You are viewing a plain text version of this content. The canonical link for it is here.

Posted to users@opennlp.apache.org by Chris Spencer <ch...@gmail.com> on 2011/02/14 05:03:38 UTC

Updating Pre-Trained Models

Where would we download the source data and tools used to generate the
pretrained models available at
http://opennlp.sourceforge.net/models-1.5/, specifically for the
English Treebank Parser?

I have a large corpus of hand-corrected sentence/parse-tree pairs, as
well as an extended lexicon, and I'd like to incorporate these into
the training data and retrain a new parser better fitted for my
domain.

Regards,
Chris

Re: Updating Pre-Trained Models

Posted by James Kosin <ja...@gmail.com>.

Chris,

The tools are part of the source code.  The heart is the MAXENT network
that is trained with the data.  Most of the trainers are now in CLI
interfaces and usually work on the raw training data.  Where the raw
training data is inappropriate, converters have been built, also part of
the source.

The group is currently trying to start a push to find freely available
corpus (or training data).  Most of the training data we currently have
is copyrighted and can not be released in the raw data format.  The
models are fine, because they don't contain any of the original text. 
Unfortunately, this means any additional training is not possible
without having the entire training set of data.  Even if you did, most
of the training takes hours..... since they contain many many samples. 
Another unfortunate thing is most are news articles and are not taken
from other sources.

James

On 2/15/2011 10:37 AM, Chris Spencer wrote:
> I suspected this might be the case. What about the tools used to
> generate the model? Are those freely available or part of OpenNLP?
>
> I tried searching through OpenNLP's codebase, but I'm still new to it,
> so I'm not really sure what I'm looking for.
>
> Regards,
> Chris
>
> On Mon, Feb 14, 2011 at 5:58 PM, James Kosin <ja...@gmail.com> wrote:
>> Chris,
>>
>> Unfortunately, most... if not all, of the training data is not FREE or
>> openly available due to copyright.  If you would like to start a group
>> to engage in collecting non-copyrighted text and parse the data by hand
>> you are more than welcome and encouraged to do so.
>> Jorn or Jason may have a more complete set of training data and could
>> help if you pass on your samples.
>>
>> James
>>
>> On 2/13/2011 11:03 PM, Chris Spencer wrote:
>>> Where would we download the source data and tools used to generate the
>>> pretrained models available at
>>> http://opennlp.sourceforge.net/models-1.5/, specifically for the
>>> English Treebank Parser?
>>>
>>> I have a large corpus of hand-corrected sentence/parse-tree pairs, as
>>> well as an extended lexicon, and I'd like to incorporate these into
>>> the training data and retrain a new parser better fitted for my
>>> domain.
>>>
>>> Regards,
>>> Chris
>>

Re: Updating Pre-Trained Models

Posted by Chris Spencer <ch...@gmail.com>.

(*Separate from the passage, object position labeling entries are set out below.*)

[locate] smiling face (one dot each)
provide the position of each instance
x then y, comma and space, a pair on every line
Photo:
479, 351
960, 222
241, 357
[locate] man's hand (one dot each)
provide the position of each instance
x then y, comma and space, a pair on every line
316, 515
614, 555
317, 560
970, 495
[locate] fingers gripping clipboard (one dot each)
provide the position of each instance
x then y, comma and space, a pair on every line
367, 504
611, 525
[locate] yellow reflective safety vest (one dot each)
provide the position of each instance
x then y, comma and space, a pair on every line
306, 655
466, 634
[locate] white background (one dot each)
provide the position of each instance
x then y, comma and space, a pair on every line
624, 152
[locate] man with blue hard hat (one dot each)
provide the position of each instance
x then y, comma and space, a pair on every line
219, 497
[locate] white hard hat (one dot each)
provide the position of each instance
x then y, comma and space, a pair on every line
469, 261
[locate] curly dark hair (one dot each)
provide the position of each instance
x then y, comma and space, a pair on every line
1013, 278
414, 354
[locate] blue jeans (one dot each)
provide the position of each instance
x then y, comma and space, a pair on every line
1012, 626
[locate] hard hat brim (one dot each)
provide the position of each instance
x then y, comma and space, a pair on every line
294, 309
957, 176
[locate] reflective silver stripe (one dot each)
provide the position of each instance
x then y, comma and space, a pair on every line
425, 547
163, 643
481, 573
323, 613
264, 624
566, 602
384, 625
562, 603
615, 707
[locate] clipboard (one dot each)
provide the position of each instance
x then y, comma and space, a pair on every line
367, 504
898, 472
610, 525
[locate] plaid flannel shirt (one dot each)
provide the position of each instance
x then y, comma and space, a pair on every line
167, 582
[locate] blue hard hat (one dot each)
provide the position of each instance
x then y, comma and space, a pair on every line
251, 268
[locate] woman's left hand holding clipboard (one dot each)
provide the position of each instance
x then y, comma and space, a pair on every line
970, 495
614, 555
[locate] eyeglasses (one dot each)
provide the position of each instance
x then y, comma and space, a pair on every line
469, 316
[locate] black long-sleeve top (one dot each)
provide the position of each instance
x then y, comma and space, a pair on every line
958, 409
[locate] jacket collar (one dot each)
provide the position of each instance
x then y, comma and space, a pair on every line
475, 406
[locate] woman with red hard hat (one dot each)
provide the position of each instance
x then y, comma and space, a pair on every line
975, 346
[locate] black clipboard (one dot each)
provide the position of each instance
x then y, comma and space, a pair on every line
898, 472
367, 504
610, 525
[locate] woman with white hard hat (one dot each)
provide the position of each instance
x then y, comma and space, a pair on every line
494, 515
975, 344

I suspected this might be the case. What about the tools used to
generate the model? Are those freely available or part of OpenNLP?

I tried searching through OpenNLP's codebase, but I'm still new to it,
so I'm not really sure what I'm looking for.

Regards,
Chris

On Mon, Feb 14, 2011 at 5:58 PM, James Kosin <ja...@gmail.com> wrote:
> Chris,
>
> Unfortunately, most... if not all, of the training data is not FREE or
> openly available due to copyright.  If you would like to start a group
> to engage in collecting non-copyrighted text and parse the data by hand
> you are more than welcome and encouraged to do so.
> Jorn or Jason may have a more complete set of training data and could
> help if you pass on your samples.
>
> James
>
> On 2/13/2011 11:03 PM, Chris Spencer wrote:
>> Where would we download the source data and tools used to generate the
>> pretrained models available at
>> http://opennlp.sourceforge.net/models-1.5/, specifically for the
>> English Treebank Parser?
>>
>> I have a large corpus of hand-corrected sentence/parse-tree pairs, as
>> well as an extended lexicon, and I'd like to incorporate these into
>> the training data and retrain a new parser better fitted for my
>> domain.
>>
>> Regards,
>> Chris
>
>

Re: Updating Pre-Trained Models

Posted by James Kosin <ja...@gmail.com>.

Chris,

Unfortunately, most... if not all, of the training data is not FREE or
openly available due to copyright.  If you would like to start a group
to engage in collecting non-copyrighted text and parse the data by hand
you are more than welcome and encouraged to do so.
Jorn or Jason may have a more complete set of training data and could
help if you pass on your samples.

James

On 2/13/2011 11:03 PM, Chris Spencer wrote:
> Where would we download the source data and tools used to generate the
> pretrained models available at
> http://opennlp.sourceforge.net/models-1.5/, specifically for the
> English Treebank Parser?
>
> I have a large corpus of hand-corrected sentence/parse-tree pairs, as
> well as an extended lexicon, and I'd like to incorporate these into
> the training data and retrain a new parser better fitted for my
> domain.
>
> Regards,
> Chris